Crystal Structure of the Cysteine-rich Secretory Protein Stecrisp Reveals That the Cysteine-rich Domain Has a K+ Channel Inhibitor-like Fold

Cornell University, Итак, New York, United States
Journal of Biological Chemistry (Impact Factor: 4.57). 05/2005; 280(13):12405-12. DOI: 10.1074/jbc.M413566200
Source: PubMed


Stecrisp from Trimeresurus stejnegeri snake venom belongs to a family of cysteine-rich secretory proteins (CRISP) that have various functions related to sperm-egg fusion, innate host defense, and the blockage of ion channels. Here we present the crystal structure of stecrisp refined to 1.6-angstrom resolution. It shows that stecrisp contains three regions, namely a PR-1 (pathogenesis-related proteins of group1) domain, a hinge, and a cysteine-rich domain (CRD).
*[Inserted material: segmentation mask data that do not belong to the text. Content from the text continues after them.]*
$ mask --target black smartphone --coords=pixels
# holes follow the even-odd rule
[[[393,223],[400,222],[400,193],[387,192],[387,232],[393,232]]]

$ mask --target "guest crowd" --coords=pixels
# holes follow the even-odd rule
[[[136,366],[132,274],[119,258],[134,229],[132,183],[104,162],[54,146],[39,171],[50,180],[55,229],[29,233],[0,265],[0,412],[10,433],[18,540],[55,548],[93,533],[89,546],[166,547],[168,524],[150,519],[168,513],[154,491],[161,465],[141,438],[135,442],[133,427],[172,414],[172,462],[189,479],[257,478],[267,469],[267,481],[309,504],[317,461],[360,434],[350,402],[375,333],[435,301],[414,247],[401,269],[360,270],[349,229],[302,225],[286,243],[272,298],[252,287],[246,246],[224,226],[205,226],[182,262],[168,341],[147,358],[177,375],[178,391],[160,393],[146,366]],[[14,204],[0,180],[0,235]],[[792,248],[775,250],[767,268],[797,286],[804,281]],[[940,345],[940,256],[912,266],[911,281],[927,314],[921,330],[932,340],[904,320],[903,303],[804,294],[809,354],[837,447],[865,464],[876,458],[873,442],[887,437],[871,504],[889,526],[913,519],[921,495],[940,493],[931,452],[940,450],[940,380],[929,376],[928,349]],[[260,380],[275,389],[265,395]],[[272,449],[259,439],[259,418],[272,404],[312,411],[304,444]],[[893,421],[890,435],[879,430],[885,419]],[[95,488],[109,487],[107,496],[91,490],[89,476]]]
A conformation of solvent-exposed and -conserved residues (His60, Glu75, Glu96, and His115) in the PR-1 domain similar to that of their counterparts in homologous structures suggests they may share some molecular mechanism. Three flexible loops of hypervariable sequence surrounding the possible substrate binding site in the PR-1 domain show an evident difference in homologous structures, implying that a great diversity of species- and substrate-specific interactions may be involved in recognition and catalysis. The hinge is fixed by two crossed disulfide bonds formed by four of ten characteristic cysteines in the carboxyl-terminal region and is important for stabilizing the N-terminal PR-1 domain. Spatially separated from the PR-1 domain, CRD possesses a similar fold with two K+ channel inhibitors (Bgk and Shk). Several candidates for the possible functional sites of ion channel blocking are located in a solvent-exposed loop in the CRD. The structure of stecrisp will provide a prototypic architecture for a structural and functional exploration of the diverse members of the CRISP family.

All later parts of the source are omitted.